Traceback (most recent call last):
  File "~/test.py", line 9, in <module>
    c_x = torch.cat(c_x_output, dim=1)
RuntimeError: error in LoadLibraryA

import torch

rand1 = torch.rand((2, 256)).cuda()
rand2 = torch.rand((2, 256)).cuda()

c_x = torch.mm(rand1, rand2.t())

c_x_output = [rand1, rand2]
c_x = torch.cat(c_x_output, dim=1)

print(c_x.shape)

OS: Win10
python: 3.8.1
torch: 1.4.0
CUDA: 10.1

Youyuu_Syuu · February 27, 2020, 7:11am

The same exception thrown.
OS: Win10
python: 3.8.1
torch: 1.4.0
CUDA: 10.0

anybody else?

Youyuu_Syuu · February 27, 2020, 9:15am

I downgraded the Python version to 3.7.5 and now it works.

moher · March 21, 2020, 1:59pm

same here,
OS: Win10
python: 3.8.1
torch: 1.4.0
CUDA: 10.1

though, I fixed the problem, by implementing the cat use case that I had.
in my case, this function solved my problem.
this function takes 4 arrays of 4D tensors, and concats them based on dim=1.
this is hardcoded though.

    def cat(arr, device):
        total_depth = 0
        for x in arr:
            total_depth += x.size()[1]
        num_samples = arr[0].size()[0]
        h = arr[0].size()[2]
        w = arr[0].size()[3]
        
        concated = torch.zeros((num_samples, total_depth, h, w), device=device)
        
        last = 0
        concated[:, :arr[0].size()[1], :, :] = arr[0]
        last = arr[0].size()[1]
        concated[:, last:last + arr[1].size()[1], :, :] = arr[1]
        last = last + arr[1].size()[1]
        concated[:, last:last + arr[2].size()[1], :, :] = arr[2]
        last = last + arr[2].size()[1]
        concated[:, last:, :, :] = arr[3]
        
        return concated

ptrblck · March 22, 2020, 5:09am

This might be a Windows-specific error, so maybe @peterjc123 might have seen this error before.

peterjc123 · March 22, 2020, 5:47am

Which python distribution are you using? Conda or Python from the official site?

peterjc123 · March 22, 2020, 6:08am

Reproduced with Python3.8.0 from the official site. Looking into it.

moher · March 22, 2020, 6:15am

@peterjc123

my python dist:

Python 3.8.0 (tags/v3.8.0:fa919fd, Oct 14 2019, 19:37:50) [MSC v.1916 64 bit (AMD64)] on win32

I am using pip and everything from the official site.
also, cuda specifications:

nvcc: NVIDIA (R) Cuda compiler driver
Copyright (c) 2005-2019 NVIDIA Corporation
Built on Sun_Jul_28_19:12:52_Pacific_Daylight_Time_2019
Cuda compilation tools, release 10.1, V10.1.243

everything else is on my comment above.

peterjc123 · March 22, 2020, 6:46am

The workground is to run the following code after import torch:

>>> import ctypes
>>> ctypes.cdll.LoadLibrary('caffe2_nvrtc.dll')

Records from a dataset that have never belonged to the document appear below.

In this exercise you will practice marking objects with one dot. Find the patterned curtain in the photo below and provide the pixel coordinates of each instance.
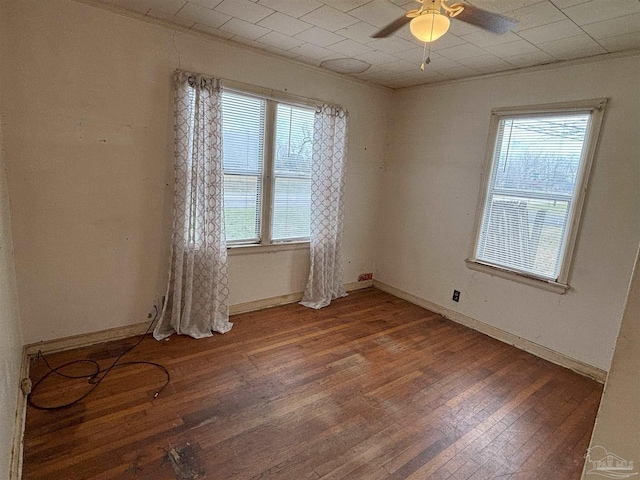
(197, 290)
(327, 208)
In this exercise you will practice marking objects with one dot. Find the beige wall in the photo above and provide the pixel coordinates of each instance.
(430, 191)
(617, 427)
(89, 153)
(10, 330)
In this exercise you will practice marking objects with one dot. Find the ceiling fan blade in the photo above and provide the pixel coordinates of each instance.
(492, 22)
(392, 27)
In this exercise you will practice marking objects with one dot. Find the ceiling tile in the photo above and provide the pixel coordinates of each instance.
(203, 15)
(458, 27)
(345, 5)
(598, 10)
(459, 52)
(392, 45)
(448, 40)
(442, 63)
(379, 72)
(403, 66)
(378, 13)
(244, 10)
(620, 43)
(244, 29)
(510, 49)
(535, 15)
(614, 26)
(319, 36)
(458, 72)
(485, 63)
(487, 39)
(329, 18)
(207, 3)
(295, 8)
(284, 24)
(278, 40)
(360, 32)
(281, 52)
(574, 47)
(349, 48)
(376, 57)
(313, 51)
(530, 59)
(198, 27)
(551, 31)
(413, 55)
(311, 31)
(501, 6)
(403, 83)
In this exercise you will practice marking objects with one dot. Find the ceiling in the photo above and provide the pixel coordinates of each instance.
(311, 31)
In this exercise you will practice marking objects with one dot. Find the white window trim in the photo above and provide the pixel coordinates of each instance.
(596, 108)
(272, 99)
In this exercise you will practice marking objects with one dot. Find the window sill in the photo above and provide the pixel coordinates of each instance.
(233, 250)
(548, 285)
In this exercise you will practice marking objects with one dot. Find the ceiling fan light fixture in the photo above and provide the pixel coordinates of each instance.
(429, 26)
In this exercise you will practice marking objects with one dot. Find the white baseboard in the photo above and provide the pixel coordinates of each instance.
(117, 333)
(126, 331)
(17, 443)
(506, 337)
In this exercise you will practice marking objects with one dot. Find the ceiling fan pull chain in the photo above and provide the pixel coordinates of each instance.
(424, 51)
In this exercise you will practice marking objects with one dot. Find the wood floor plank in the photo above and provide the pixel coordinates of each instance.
(371, 387)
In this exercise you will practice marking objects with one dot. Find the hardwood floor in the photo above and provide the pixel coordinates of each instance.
(371, 387)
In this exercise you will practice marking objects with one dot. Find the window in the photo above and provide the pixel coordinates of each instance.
(530, 207)
(267, 147)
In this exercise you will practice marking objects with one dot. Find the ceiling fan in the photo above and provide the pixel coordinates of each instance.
(428, 23)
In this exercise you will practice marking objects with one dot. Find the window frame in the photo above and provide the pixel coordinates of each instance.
(271, 99)
(596, 108)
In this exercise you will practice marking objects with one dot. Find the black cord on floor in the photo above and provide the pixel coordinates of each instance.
(97, 376)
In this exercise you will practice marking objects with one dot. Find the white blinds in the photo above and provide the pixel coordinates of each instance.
(292, 172)
(536, 165)
(243, 127)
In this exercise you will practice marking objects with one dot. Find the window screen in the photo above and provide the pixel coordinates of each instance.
(243, 127)
(536, 168)
(292, 172)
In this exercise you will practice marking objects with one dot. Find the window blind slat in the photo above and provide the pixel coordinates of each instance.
(292, 172)
(243, 130)
(536, 163)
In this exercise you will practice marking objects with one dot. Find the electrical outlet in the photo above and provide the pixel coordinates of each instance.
(365, 276)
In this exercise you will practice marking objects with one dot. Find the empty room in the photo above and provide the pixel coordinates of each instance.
(319, 239)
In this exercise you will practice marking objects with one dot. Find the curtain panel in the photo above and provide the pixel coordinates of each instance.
(197, 290)
(327, 206)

maochen · March 25, 2020, 9:21pm

workaround seems fine as for now … still trying to see if this can be fixed in pytorch next release rather than do this manual caffe2 dll load here …

peterjc123 · March 26, 2020, 2:03am

Fix landed in the release branch.

lllllliuxt · April 4, 2020, 1:54pm

I have a similar problem
OS:Win10
python:3.7.1
torch:1.3.1
cuda:10.2

but it’s fine when i use the cpu

ptrblck · April 5, 2020, 3:07am

Is the posted workaround not working for you?

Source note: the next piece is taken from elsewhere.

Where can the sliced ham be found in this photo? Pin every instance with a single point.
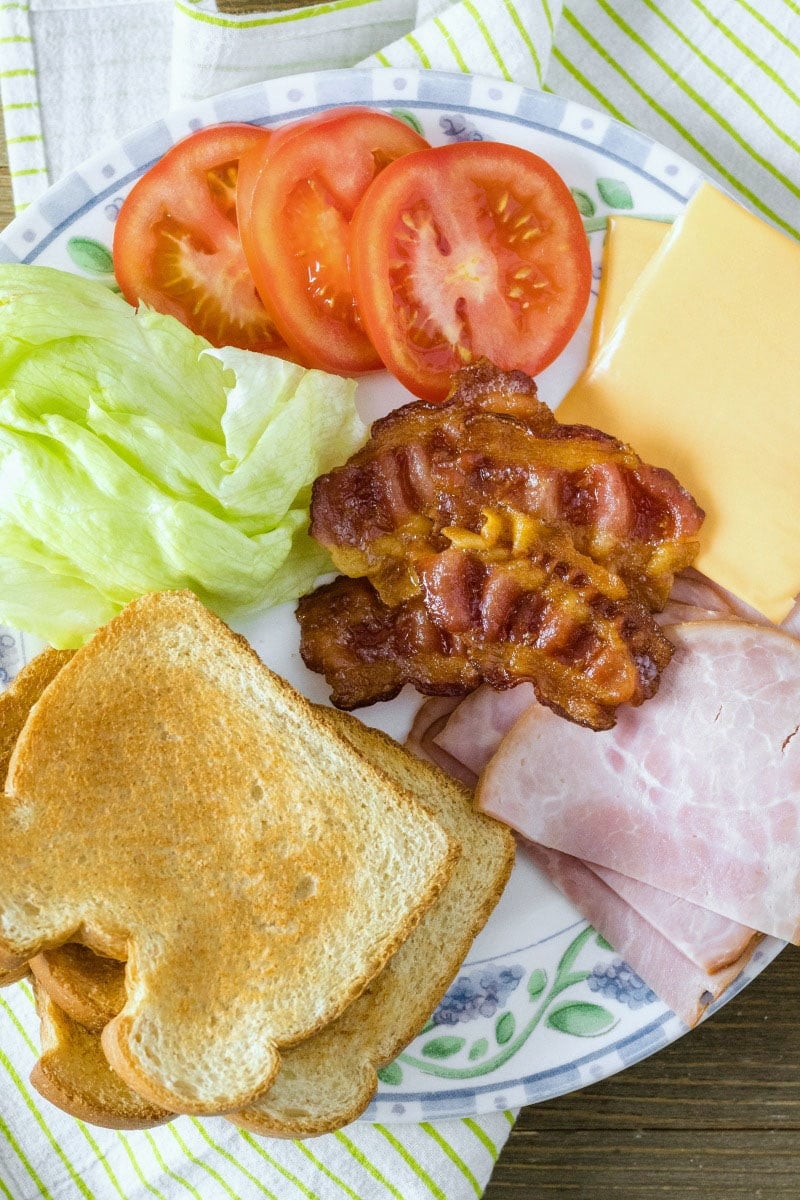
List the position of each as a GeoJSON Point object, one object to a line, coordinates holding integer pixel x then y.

peterjc123 · April 25, 2020, 11:50am

How similar is it? Which python distribution are you using? Do you have Nvidia GPU in your PC? Do you have the GPU driver installed? What is the exact error message? We didn’t compile packages for CUDA 10.2. So does cuda: 10.2 mean that you compiled the package by yourself?

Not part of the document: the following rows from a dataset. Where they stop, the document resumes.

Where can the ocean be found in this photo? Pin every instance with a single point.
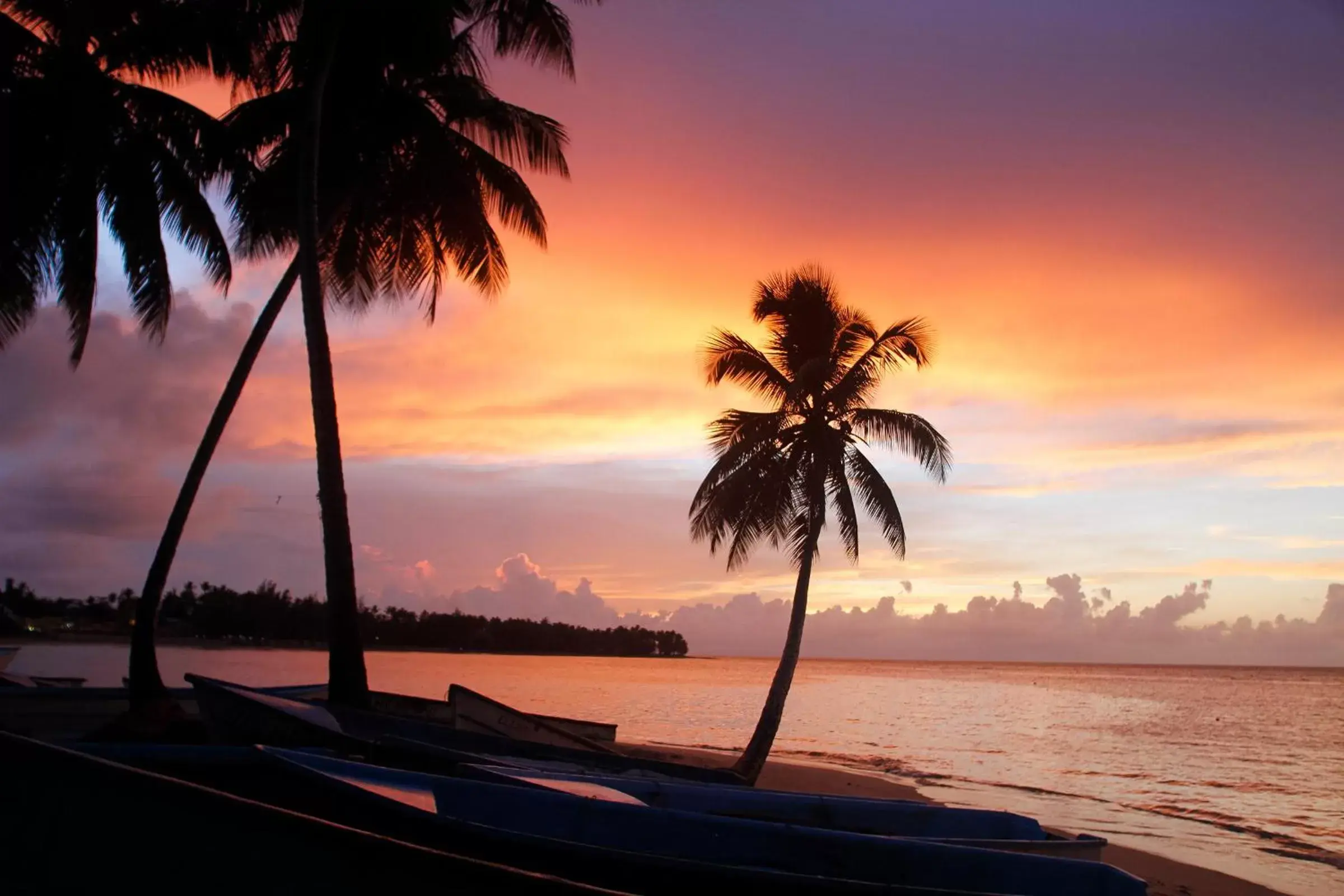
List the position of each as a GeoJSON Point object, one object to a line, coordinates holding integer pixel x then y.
{"type": "Point", "coordinates": [1233, 769]}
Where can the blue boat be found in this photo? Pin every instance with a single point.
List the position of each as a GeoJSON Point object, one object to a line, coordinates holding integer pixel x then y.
{"type": "Point", "coordinates": [249, 772]}
{"type": "Point", "coordinates": [242, 715]}
{"type": "Point", "coordinates": [77, 824]}
{"type": "Point", "coordinates": [889, 817]}
{"type": "Point", "coordinates": [62, 713]}
{"type": "Point", "coordinates": [613, 820]}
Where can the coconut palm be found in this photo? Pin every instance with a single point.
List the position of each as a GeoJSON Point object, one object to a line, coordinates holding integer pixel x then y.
{"type": "Point", "coordinates": [777, 470]}
{"type": "Point", "coordinates": [84, 142]}
{"type": "Point", "coordinates": [417, 157]}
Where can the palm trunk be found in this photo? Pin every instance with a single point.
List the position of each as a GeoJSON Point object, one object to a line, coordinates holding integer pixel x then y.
{"type": "Point", "coordinates": [763, 739]}
{"type": "Point", "coordinates": [146, 683]}
{"type": "Point", "coordinates": [347, 679]}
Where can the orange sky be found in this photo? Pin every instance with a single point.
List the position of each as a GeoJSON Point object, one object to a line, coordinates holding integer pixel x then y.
{"type": "Point", "coordinates": [1124, 225]}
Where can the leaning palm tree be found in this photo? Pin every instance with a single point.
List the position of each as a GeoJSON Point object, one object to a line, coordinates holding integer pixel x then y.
{"type": "Point", "coordinates": [777, 470]}
{"type": "Point", "coordinates": [417, 157]}
{"type": "Point", "coordinates": [84, 142]}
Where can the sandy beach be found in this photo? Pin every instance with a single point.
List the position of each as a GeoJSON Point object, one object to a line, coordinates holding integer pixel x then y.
{"type": "Point", "coordinates": [1164, 876]}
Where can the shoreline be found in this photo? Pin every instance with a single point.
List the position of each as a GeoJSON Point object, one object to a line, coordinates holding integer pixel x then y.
{"type": "Point", "coordinates": [1164, 876]}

TBonus · August 24, 2020, 1:40pm

Hi.
I also have this problem.
OS: win10
using both libtorch 1.5.0 and 1.6.0 downloaded from pytorch.org
cuda: 10.1
Only happens in C++ when using torchscript loaded model on GPU, on CPU works fine.
Also no problem when running model in python

Update:
When I copy caffe2_nvrtc.dll to the same folder as executable it works fine. Is there any method to make it work without copying?